Objectives: The study aimed to develop a non-enhanced MRI-based radiomics model for the preoperative prediction of the efficacy of adenomyosis after high-intensity focused ultrasound (HIFU) treatment.
Methods: The data of 130 patients with adenomyosis who underwent HIFU treatment were reviewed. Based on a non-perfused volume ratio (NPVR) of 50%, the patients were assigned to high ablation rate and low ablation rate groups. A radiomics model was constructed from the screened radiomics features and its output probability was calculated as the radiomics score (Radscore). The clinical-imaging model was constructed from the independent predictors of clinical-imaging characteristics. The combined model was constructed by integrating Radscore and clinical-imaging independent predictors. Receiver operating characteristic (ROC) curves, the Delong test, and decision curve analysis (DCA) were used to evaluate the models.

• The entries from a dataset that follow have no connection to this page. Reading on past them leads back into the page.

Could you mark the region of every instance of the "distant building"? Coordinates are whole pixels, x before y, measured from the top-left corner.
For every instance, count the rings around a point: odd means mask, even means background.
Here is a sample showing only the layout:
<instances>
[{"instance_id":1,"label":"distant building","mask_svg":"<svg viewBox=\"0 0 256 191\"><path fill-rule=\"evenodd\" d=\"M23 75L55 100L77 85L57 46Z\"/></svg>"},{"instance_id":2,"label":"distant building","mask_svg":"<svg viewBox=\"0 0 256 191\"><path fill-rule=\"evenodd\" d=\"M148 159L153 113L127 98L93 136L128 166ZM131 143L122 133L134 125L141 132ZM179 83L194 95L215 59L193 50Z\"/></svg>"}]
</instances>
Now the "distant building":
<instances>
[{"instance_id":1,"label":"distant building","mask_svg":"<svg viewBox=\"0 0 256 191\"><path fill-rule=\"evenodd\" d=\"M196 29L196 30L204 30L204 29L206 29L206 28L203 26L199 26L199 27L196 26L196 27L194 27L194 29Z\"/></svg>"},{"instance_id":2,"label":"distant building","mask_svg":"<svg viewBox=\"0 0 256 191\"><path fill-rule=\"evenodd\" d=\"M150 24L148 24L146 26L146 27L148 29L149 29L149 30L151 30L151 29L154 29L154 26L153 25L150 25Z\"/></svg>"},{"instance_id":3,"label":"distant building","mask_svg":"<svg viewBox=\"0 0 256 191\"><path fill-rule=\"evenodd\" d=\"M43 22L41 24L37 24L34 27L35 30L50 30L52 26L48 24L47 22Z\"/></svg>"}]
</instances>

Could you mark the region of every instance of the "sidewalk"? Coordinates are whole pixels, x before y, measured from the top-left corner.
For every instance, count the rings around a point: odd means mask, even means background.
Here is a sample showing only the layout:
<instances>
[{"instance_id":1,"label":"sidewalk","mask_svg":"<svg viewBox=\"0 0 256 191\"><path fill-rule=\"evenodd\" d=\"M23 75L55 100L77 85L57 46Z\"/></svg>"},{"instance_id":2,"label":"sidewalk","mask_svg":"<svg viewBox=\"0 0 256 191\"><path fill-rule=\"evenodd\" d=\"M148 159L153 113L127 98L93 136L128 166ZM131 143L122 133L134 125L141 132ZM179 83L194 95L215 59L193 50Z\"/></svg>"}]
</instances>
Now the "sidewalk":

Results: The combined model had the best overall performance among the three models. The AUC (95% CI), specificity, sensitivity, accuracy, and precision of the combined model were 0.860 (0.786-0.935), 0.780, 0.756, 0.769, 0.738 in the training set, and 0.878 (0.774-0.983), 0.859, 0.667, 0.769, 0.800 in the test set, respectively. The Delong test showed that the performance of both the radiomics and combined models differed significantly from the clinical-imaging model. But the performance of the combined and the radiomics model was statistically equivalent. The DCA indicated that the combined model had better clinical net benefit.
Conclusion: The combined model based on non-enhanced MRI radiomics was effective in predicting the outcome of HIFU ablation of adenomyosis before surgery.